It’s amazing how little money prospective employers are willing to pay for an educated, skilled employee. When I scour the Help Wanted ads, I find it amusing how many list expected pay at a whopping $10 or $15 an hour for college-educated, highly skilled staff with umpteen-number-of-years experience. For this generous salary, you–the prospective employee–must also be the model employee who has no less than a four-year degree, “be proficient” in every skill and software program created in the last ten years (regardless if it actually applies to the job or not), know everything there is to know about social media (which somehow these days applies to every darn job out there) and be well-adjusted, efficient, punctual, and mature enough to represent the company in the best light possible.
I find it hard to understand how a company who seems to be legitimate can only see their way to offering you the same rate (or less) that a zit-popping, text-obsessed, sugar-addicted teenager gets for watching your three-year-old toddler. Should you actually pursue one of these jobs, you will soon find out that teenage babysitters are likely to get better benefits than you, including: a comfy, ergonomic couch on which to strike the perfect horizontal pose; a fully-stocked refrigerator to help regulate their sugar levels; access to your outdoor pool should they be lacking in Vitamin D or the perfect tan; and secret perks like bouncing with your child on the trampoline when you made them swear they wouldn’t.
No, for you, things will be much different than for the babysitter. Benefits at your potential employer, if there is any expectation of benefits at all, will be withheld until at least three months into your employment. For you–the highly skilled, college-educated employee–will not have proven yourself enough while jumping through sizeable hoops throughout the interview process to warrant immediate coverage.
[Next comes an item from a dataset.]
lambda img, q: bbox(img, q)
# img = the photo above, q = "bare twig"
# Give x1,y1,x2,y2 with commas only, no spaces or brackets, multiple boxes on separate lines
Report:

It is not enough that you have shown all your credentials, sweated through three levels of interviews, or submitted yourself to background screening, lie-detector tests, and peeing in a cup. Your 20+ years as a college-educated, working professional has not influenced your employer in any way whatsoever. Oh no, it has not.
You, my friend, have managed–after all your years of pursuing excellence–to land yourself right back in High School where both excellent students and zit-popping, ass-scratching neanderthals alike must prove themselves. But unlike years and decades ago, you cannot get your big toe wedged in the door between you and a prospective employer because there is no physical door–just a virtual abyss of online Job Listings in today’s international, online job mega-market. You can no longer expect commitment or loyalty on the part of the employer that hires you in our post-Enron world because somehow there are a zillion zit-poppers available to take your place and as many delusional employers who are willing to employ them. Your dream of having a fair chance at a legitimate career is alive and well only in the latest video game where dreams are shot down for points and employers are at the controls. It’s a LOSE-LOSE game for employers and employees, even though the employers think it’s their win and your loss.
Oh, Stephen Covey, where are you on this topic? We need a “7 Habits of Highly Effective Companies” and we need it NOW!! It might go something like this:
1. Hire professionals who have a track record of high performance, who have proven themselves in the real world.
2. Train them to do what you need.
3. Appreciate the fact that you have a person with a wealth of real-world and professional experience.
4. Compensate them amply and accordingly.
5. Respect and honor your employees, and they will respect and honor you.
6. Create an environment where intelligent interaction and suggestions are encouraged.
7. Recall how you were once given a chance when you needed it the most, then make a point of paying it forward.